Oku dediler okuduk. Çalış dediler çalıştık. Yıllarımızı verdik. Hala geçim derdi, gelecek kaygısı bitmiyor. Yatacak bir ev, binecek bir binek sahibi olmak bile neden bu kadar zor? Karın tokluğuna yaşar olduk. İnsanca bir gelirle emeklilik hayal oldu. Köleden farkımız kalmadı. Ne olacak böyle?




 

dunya refah patlamasi yasarken herkes sosyalizm diyenlere gulup kendi kupunu dolduruyordu. musluk akmayi birakinca, ki birakti, insanlar gercegin farkina varacak.

su dunyada milyon dolarlari olan az sayida insan varken fukaralarin bolluguna ragmen harekete gecememesi trajikomik. 20 evi olan insan evini kiraya veriyor, evi olmayan para da biriktiremiyor.

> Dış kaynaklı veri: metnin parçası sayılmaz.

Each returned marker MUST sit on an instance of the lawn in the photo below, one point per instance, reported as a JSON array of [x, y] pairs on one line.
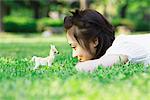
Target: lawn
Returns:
[[19, 82]]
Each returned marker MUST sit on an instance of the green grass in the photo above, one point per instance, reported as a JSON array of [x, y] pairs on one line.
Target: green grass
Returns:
[[62, 81]]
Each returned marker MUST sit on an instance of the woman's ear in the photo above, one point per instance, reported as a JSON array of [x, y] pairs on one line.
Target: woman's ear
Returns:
[[95, 42]]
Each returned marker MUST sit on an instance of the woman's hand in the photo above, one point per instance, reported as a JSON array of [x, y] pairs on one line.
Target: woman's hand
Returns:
[[105, 61], [87, 66]]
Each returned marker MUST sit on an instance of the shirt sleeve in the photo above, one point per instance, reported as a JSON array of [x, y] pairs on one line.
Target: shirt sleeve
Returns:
[[135, 52]]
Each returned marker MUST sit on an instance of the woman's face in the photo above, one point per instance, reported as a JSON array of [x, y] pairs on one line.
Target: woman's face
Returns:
[[79, 52]]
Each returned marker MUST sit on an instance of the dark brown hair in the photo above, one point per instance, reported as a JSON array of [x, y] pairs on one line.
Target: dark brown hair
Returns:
[[91, 24]]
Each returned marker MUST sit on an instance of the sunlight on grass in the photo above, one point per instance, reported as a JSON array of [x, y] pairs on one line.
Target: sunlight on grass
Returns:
[[62, 81]]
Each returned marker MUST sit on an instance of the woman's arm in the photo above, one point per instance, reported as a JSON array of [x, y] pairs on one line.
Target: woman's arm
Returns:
[[106, 60]]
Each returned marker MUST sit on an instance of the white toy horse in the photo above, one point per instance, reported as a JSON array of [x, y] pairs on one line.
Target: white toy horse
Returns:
[[47, 60]]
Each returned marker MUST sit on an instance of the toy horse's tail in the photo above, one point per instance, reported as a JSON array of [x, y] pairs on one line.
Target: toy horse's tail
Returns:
[[33, 58]]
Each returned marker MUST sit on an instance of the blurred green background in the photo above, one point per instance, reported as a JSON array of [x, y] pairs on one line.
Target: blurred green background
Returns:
[[35, 16]]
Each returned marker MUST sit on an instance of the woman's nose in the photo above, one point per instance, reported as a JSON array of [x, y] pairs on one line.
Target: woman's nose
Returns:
[[74, 54]]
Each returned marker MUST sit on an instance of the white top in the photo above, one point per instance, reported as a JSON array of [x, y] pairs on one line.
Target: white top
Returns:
[[136, 47]]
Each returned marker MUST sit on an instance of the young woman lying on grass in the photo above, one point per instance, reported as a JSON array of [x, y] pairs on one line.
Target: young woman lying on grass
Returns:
[[93, 41]]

1789'de fransa'da yasanan ve siyasi erki ailelerden alip halka veren devrimin bir benzeri gerekiyor. ekonomik erkin de ailelerden ve kan bagindan alinip bireylere merit esasindan dagitilmasi gerekiyor. bu da gulucuklerle olmayacak. ama para = erk oldugu icin devletler hep zenginleri koruyacak. yani calismaya devam.

antikadimag

Bence bizde talep yok sadece yakınma var. Ekonomi hiç iyi olmadı, iyi olduğunu sandığımız dönemlerde kapitalist örgütlerin ileri karakolu olup jandarmalığını yaptığımız için gelen kontrollü sıcak paraya tav olduk, sesimiz çıkmadı.

Bence biz toplum olarak kötüyüz. Refah olan ülkelerin zulme karşı gösterdiği tepkiye bakıyorum bizden kat kat fazla.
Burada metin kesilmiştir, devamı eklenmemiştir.